2. Project & Controls Management
A project and controls management system (often referred to more narrowly as audit management systems or eGRC systems) enables the establishment of project plans in each risk and control function that map against the risk mitigation efforts identified as required. Projects can then be broken down into actionable sets of tactical level risks, controls that mitigate those risks, and tests that assess those controls.
This becomes the backbone of the organization’s internal control environment and related documentation and evaluation, all setting context for what data is actually required to be tested or monitored in order to meet the organization’s strategic objectives.
3. Risk & Control Analytics
If you think of Integrated Risk Assessment as the brain of the Data-Driven GRC program and the Project & Controls Management component as the backbone, then Risk & Control Analytics are the heart and lungs.
An analytic toolset is critical to reaching out into the organizational environment and acquiring all of the inputs (data) that are required to be aggregated, filtered, and processed in order to route back to the brain for objective decision making. It is important that this toolset be specifically geared toward risk and control analytics so that the filtering and processing functionality is optimized for identifying anomalies representing individual occurrences of risk, while being able to cope with huge populations of data and illustrate trends over time.
4. Knowledge Content
Supporting all of the technology components, knowledge content comes in many forms and provides the specialized knowledge of risks, controls, tests, and data required to perform and automate the methodology across a wide-range of organizational risk areas.

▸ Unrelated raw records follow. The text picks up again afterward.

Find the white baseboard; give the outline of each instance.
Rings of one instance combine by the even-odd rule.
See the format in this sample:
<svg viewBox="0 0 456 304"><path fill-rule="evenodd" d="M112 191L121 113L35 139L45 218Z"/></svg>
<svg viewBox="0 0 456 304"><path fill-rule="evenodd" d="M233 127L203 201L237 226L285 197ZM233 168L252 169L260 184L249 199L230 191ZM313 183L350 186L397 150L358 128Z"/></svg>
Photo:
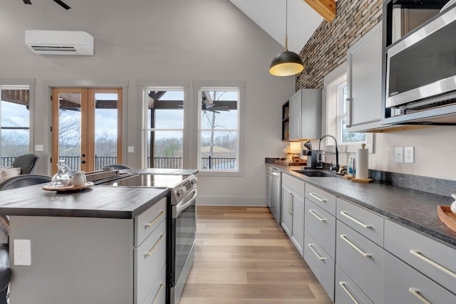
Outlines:
<svg viewBox="0 0 456 304"><path fill-rule="evenodd" d="M266 196L201 196L197 198L201 206L245 206L265 207Z"/></svg>

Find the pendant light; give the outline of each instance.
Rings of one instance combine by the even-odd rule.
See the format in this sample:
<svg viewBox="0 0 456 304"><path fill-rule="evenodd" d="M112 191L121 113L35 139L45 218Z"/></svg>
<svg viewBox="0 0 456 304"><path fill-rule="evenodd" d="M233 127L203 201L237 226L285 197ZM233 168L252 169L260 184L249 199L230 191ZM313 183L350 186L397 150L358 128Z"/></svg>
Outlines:
<svg viewBox="0 0 456 304"><path fill-rule="evenodd" d="M285 14L285 51L272 59L269 73L275 76L291 76L299 74L304 69L299 55L288 51L288 0Z"/></svg>

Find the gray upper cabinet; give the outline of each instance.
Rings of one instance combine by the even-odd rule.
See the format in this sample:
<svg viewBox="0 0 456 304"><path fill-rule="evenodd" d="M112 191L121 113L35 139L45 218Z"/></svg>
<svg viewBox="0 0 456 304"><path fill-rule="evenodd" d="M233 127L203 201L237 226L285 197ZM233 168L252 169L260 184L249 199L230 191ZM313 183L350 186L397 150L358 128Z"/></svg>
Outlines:
<svg viewBox="0 0 456 304"><path fill-rule="evenodd" d="M289 140L321 137L321 90L301 89L289 100Z"/></svg>
<svg viewBox="0 0 456 304"><path fill-rule="evenodd" d="M347 51L346 124L349 132L384 128L381 125L382 23Z"/></svg>

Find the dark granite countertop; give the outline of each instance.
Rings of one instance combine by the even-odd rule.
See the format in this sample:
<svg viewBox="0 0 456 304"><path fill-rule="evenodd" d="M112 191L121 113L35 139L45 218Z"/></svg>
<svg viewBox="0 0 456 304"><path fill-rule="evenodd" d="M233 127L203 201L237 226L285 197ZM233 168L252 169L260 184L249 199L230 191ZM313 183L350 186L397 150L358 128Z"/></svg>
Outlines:
<svg viewBox="0 0 456 304"><path fill-rule="evenodd" d="M456 232L438 218L437 206L450 206L450 196L380 183L358 183L342 177L309 177L293 170L301 166L267 164L341 199L456 247ZM449 189L449 193L452 189ZM450 195L450 194L449 194Z"/></svg>
<svg viewBox="0 0 456 304"><path fill-rule="evenodd" d="M165 188L100 186L56 192L42 187L0 192L0 215L133 219L169 192Z"/></svg>

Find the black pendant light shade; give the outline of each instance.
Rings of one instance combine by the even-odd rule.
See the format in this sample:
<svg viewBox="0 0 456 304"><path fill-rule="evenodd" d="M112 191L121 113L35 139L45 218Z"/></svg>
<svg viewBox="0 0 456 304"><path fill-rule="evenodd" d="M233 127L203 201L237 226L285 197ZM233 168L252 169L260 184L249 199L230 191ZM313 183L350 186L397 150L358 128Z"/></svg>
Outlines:
<svg viewBox="0 0 456 304"><path fill-rule="evenodd" d="M290 51L284 51L272 59L269 73L274 76L291 76L300 73L304 69L299 55Z"/></svg>
<svg viewBox="0 0 456 304"><path fill-rule="evenodd" d="M299 55L288 51L288 0L285 9L285 51L272 59L269 73L274 76L291 76L300 73L304 69Z"/></svg>

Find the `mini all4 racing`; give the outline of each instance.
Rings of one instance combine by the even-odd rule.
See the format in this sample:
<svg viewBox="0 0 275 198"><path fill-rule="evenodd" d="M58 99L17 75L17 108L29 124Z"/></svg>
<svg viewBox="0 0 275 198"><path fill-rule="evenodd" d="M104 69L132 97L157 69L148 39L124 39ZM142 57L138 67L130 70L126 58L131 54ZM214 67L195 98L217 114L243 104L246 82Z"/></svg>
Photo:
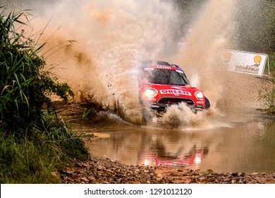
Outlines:
<svg viewBox="0 0 275 198"><path fill-rule="evenodd" d="M158 114L172 105L184 103L194 112L207 109L210 102L203 92L190 86L183 70L166 62L146 61L139 72L139 100Z"/></svg>

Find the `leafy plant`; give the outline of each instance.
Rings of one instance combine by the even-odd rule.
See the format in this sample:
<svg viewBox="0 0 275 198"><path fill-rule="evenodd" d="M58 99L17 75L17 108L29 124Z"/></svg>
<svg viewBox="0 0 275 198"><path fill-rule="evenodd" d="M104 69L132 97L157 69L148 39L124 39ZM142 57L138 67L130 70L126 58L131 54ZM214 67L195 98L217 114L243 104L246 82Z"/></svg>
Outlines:
<svg viewBox="0 0 275 198"><path fill-rule="evenodd" d="M59 182L51 173L63 162L88 158L50 99L55 94L68 101L73 93L43 70L37 53L45 44L37 47L16 29L28 25L29 15L0 9L0 182Z"/></svg>

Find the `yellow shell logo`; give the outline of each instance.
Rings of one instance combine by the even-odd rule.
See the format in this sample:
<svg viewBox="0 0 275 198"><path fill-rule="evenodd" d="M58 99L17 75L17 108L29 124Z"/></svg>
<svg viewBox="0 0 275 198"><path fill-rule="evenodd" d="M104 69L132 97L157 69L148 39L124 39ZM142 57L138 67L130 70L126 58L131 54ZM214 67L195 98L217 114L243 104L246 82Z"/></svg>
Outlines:
<svg viewBox="0 0 275 198"><path fill-rule="evenodd" d="M260 63L261 63L261 61L262 61L262 57L261 57L261 56L257 55L257 56L256 56L256 57L254 57L254 62L255 62L255 63L260 64Z"/></svg>

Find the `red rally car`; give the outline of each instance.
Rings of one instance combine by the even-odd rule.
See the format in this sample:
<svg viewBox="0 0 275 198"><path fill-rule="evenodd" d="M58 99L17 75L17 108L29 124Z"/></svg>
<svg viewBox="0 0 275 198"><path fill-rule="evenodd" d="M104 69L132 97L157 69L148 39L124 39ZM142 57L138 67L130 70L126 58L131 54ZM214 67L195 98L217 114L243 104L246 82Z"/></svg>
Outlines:
<svg viewBox="0 0 275 198"><path fill-rule="evenodd" d="M166 62L146 61L139 74L139 100L158 113L172 105L185 103L195 112L210 107L209 100L200 89L189 85L184 71Z"/></svg>

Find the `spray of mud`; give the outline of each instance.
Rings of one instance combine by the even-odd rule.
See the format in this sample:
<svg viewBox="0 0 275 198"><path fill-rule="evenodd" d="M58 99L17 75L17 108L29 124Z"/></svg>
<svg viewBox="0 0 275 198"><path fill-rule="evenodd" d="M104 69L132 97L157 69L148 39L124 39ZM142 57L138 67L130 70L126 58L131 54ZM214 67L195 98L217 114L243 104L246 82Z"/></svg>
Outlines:
<svg viewBox="0 0 275 198"><path fill-rule="evenodd" d="M42 29L40 40L47 42L42 55L47 69L73 88L75 100L96 103L126 120L140 123L138 63L168 61L186 71L212 107L195 114L185 105L171 107L154 124L169 128L211 125L217 117L241 116L243 107L247 108L244 104L249 103L248 93L238 88L249 81L227 72L216 56L233 46L230 37L236 1L207 1L190 29L182 31L188 33L184 35L178 35L181 27L174 5L159 0L56 1L42 4L35 26L41 28L51 18ZM178 50L180 41L184 45Z"/></svg>

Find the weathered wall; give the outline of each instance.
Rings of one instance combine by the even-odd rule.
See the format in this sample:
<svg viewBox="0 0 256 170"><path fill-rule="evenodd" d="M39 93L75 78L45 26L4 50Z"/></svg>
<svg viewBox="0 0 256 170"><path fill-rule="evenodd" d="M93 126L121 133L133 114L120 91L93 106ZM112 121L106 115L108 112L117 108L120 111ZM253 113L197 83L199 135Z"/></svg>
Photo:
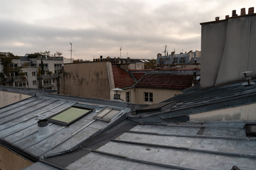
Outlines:
<svg viewBox="0 0 256 170"><path fill-rule="evenodd" d="M153 102L144 101L144 92L153 93ZM135 89L135 102L137 104L151 105L153 103L159 103L163 101L167 100L174 97L176 94L181 94L181 91L178 90L168 90L168 89L146 89L137 88Z"/></svg>
<svg viewBox="0 0 256 170"><path fill-rule="evenodd" d="M32 164L33 162L31 162L6 148L0 146L0 169L19 170Z"/></svg>
<svg viewBox="0 0 256 170"><path fill-rule="evenodd" d="M30 98L31 96L0 91L0 108Z"/></svg>
<svg viewBox="0 0 256 170"><path fill-rule="evenodd" d="M190 115L190 120L229 121L256 120L256 103Z"/></svg>
<svg viewBox="0 0 256 170"><path fill-rule="evenodd" d="M60 94L110 99L110 91L114 88L110 62L85 62L64 65Z"/></svg>
<svg viewBox="0 0 256 170"><path fill-rule="evenodd" d="M201 28L201 86L213 86L224 49L227 22L211 23Z"/></svg>
<svg viewBox="0 0 256 170"><path fill-rule="evenodd" d="M242 81L256 76L256 15L202 23L202 87Z"/></svg>

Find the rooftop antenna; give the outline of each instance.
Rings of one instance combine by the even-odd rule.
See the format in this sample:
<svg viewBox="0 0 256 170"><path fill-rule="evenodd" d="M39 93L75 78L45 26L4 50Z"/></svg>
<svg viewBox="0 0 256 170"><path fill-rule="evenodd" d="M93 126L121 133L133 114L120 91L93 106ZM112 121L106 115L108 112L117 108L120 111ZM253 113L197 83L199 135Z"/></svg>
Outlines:
<svg viewBox="0 0 256 170"><path fill-rule="evenodd" d="M72 63L72 43L70 42L70 44L71 45L71 50L70 50L70 63Z"/></svg>
<svg viewBox="0 0 256 170"><path fill-rule="evenodd" d="M120 47L120 58L121 58L121 51L122 51L122 46Z"/></svg>
<svg viewBox="0 0 256 170"><path fill-rule="evenodd" d="M166 48L167 48L167 45L166 45L165 47L164 47L164 56L166 56L166 52L167 52Z"/></svg>

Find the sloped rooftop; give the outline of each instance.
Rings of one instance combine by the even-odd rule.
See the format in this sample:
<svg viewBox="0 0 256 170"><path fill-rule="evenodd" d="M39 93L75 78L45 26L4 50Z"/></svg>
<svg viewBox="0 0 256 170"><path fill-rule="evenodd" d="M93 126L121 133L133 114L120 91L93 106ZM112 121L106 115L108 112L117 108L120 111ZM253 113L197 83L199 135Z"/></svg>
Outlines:
<svg viewBox="0 0 256 170"><path fill-rule="evenodd" d="M35 159L43 158L75 149L82 142L114 125L115 120L124 118L125 114L130 111L128 108L114 106L114 106L110 106L105 105L110 103L104 101L101 104L94 104L80 102L80 98L70 99L38 96L0 108L1 143ZM118 102L115 103L118 106ZM40 135L37 125L39 120L49 120L50 117L75 104L92 111L68 126L50 123L49 132ZM105 109L114 109L119 113L118 116L109 122L96 119L95 116Z"/></svg>
<svg viewBox="0 0 256 170"><path fill-rule="evenodd" d="M129 118L139 123L187 121L192 114L252 103L256 103L255 84L245 86L236 83L206 89L194 88L149 108L139 109ZM232 118L226 119L232 120Z"/></svg>
<svg viewBox="0 0 256 170"><path fill-rule="evenodd" d="M114 87L126 88L132 87L135 84L135 81L131 75L125 70L119 67L112 66Z"/></svg>
<svg viewBox="0 0 256 170"><path fill-rule="evenodd" d="M192 75L152 74L145 75L136 86L182 90L191 87L193 79Z"/></svg>
<svg viewBox="0 0 256 170"><path fill-rule="evenodd" d="M137 125L68 169L254 169L256 140L241 123Z"/></svg>

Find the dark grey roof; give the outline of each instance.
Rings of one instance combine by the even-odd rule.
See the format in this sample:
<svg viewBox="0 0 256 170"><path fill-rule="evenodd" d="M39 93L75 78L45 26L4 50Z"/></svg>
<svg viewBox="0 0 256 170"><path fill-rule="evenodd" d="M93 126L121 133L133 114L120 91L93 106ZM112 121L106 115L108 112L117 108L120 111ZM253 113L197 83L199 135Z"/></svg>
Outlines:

Knowledge content should be acquired in support of individual risk and control objectives and may include items such as:
- Risk and control templates for addressing specific business processes, problems, or high-level risk areas
- Integrated compliance frameworks that balance multiple compliance requirements into a single set of implemented and tested controls
- Data extractors that access specific key corporate systems and extract data sets required for evaluation (e.g., an SAP supported organization may need an extractor that pulls a complete set of fixed asset data from their specific version of SAP that may be used to run all require tests of controls related to fixed assets)
- Data analysis rule sets (or analytic scripts) that take a specific data set and evaluate what transactions in the data set violate the rules, indicating control failures occurred
Mapping these key technology pieces that make up an integrated risk and control technology platform against the completely integrated Data-Driven GRC methodology looks as follows:
When evaluating technology platforms, it is imperative that each piece of this puzzle directly integrates with the other; otherwise, manual aggregation of results will be required, which is not only laborious but also inconsistent, disorganized and (by definition) violates the Data-Driven GRC methodology.